In [1]:
#import/install all packages at the top

import pandas as pd
import spacy
nlp = spacy.load("en_core_web_sm")
import numpy as np
import seaborn as sns
import matplotlib.pyplot as plt
import nltk 
from collections import Counter
from spacy.lang.en.stop_words import STOP_WORDS
import string

In [2]:
#import and read file in df with pandas (for better visualisation)

filename= "/Users/laure/OneDrive/Dokumente/VU/Python for Text Analysis/Final Assignment/irony-labeled.csv"

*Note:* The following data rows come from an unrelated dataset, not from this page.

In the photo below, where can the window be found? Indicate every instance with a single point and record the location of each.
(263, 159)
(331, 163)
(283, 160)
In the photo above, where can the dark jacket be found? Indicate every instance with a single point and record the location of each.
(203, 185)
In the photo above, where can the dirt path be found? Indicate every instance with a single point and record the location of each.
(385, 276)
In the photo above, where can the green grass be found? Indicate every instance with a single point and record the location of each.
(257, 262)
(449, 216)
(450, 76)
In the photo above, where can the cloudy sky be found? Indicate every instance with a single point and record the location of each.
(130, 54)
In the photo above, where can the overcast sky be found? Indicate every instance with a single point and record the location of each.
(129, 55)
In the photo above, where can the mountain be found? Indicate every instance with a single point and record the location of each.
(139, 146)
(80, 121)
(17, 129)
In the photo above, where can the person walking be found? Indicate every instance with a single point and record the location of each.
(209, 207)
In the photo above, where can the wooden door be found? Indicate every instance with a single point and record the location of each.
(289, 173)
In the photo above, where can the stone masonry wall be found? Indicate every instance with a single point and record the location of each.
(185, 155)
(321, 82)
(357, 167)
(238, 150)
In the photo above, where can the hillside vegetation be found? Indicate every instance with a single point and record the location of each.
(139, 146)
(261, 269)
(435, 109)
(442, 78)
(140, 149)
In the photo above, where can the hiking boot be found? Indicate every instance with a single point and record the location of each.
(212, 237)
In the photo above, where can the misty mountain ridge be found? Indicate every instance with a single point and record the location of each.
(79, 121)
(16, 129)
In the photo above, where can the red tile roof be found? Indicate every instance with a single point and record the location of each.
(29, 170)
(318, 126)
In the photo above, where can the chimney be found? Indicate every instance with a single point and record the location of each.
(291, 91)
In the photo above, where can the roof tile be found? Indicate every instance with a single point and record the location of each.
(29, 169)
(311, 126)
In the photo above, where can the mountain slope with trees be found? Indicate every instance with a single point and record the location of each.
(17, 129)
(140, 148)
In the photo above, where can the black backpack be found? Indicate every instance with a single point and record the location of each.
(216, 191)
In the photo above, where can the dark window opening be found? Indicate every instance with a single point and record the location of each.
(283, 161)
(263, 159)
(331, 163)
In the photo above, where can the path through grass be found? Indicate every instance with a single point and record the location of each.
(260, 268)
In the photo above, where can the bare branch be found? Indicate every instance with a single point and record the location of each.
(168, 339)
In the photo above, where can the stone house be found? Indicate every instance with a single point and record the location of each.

gold_label = pd.read_csv(filename)

In [3]:
#rename the columns
gold_label.columns = ["Comment_Text", "Label"]

# Split into Train (70), Validation (10) and Test (20) sets

-using scikit learn 'train_test_split' function twices gives the validation set

In [4]:
from sklearn.model_selection import train_test_split

In [5]:
y = gold_label["Comment_Text"]
x = gold_label["Label"]


In [6]:
#test and train sets
X_train, X_test, y_train, y_test = train_test_split(x, y, test_size=0.2, random_state=43)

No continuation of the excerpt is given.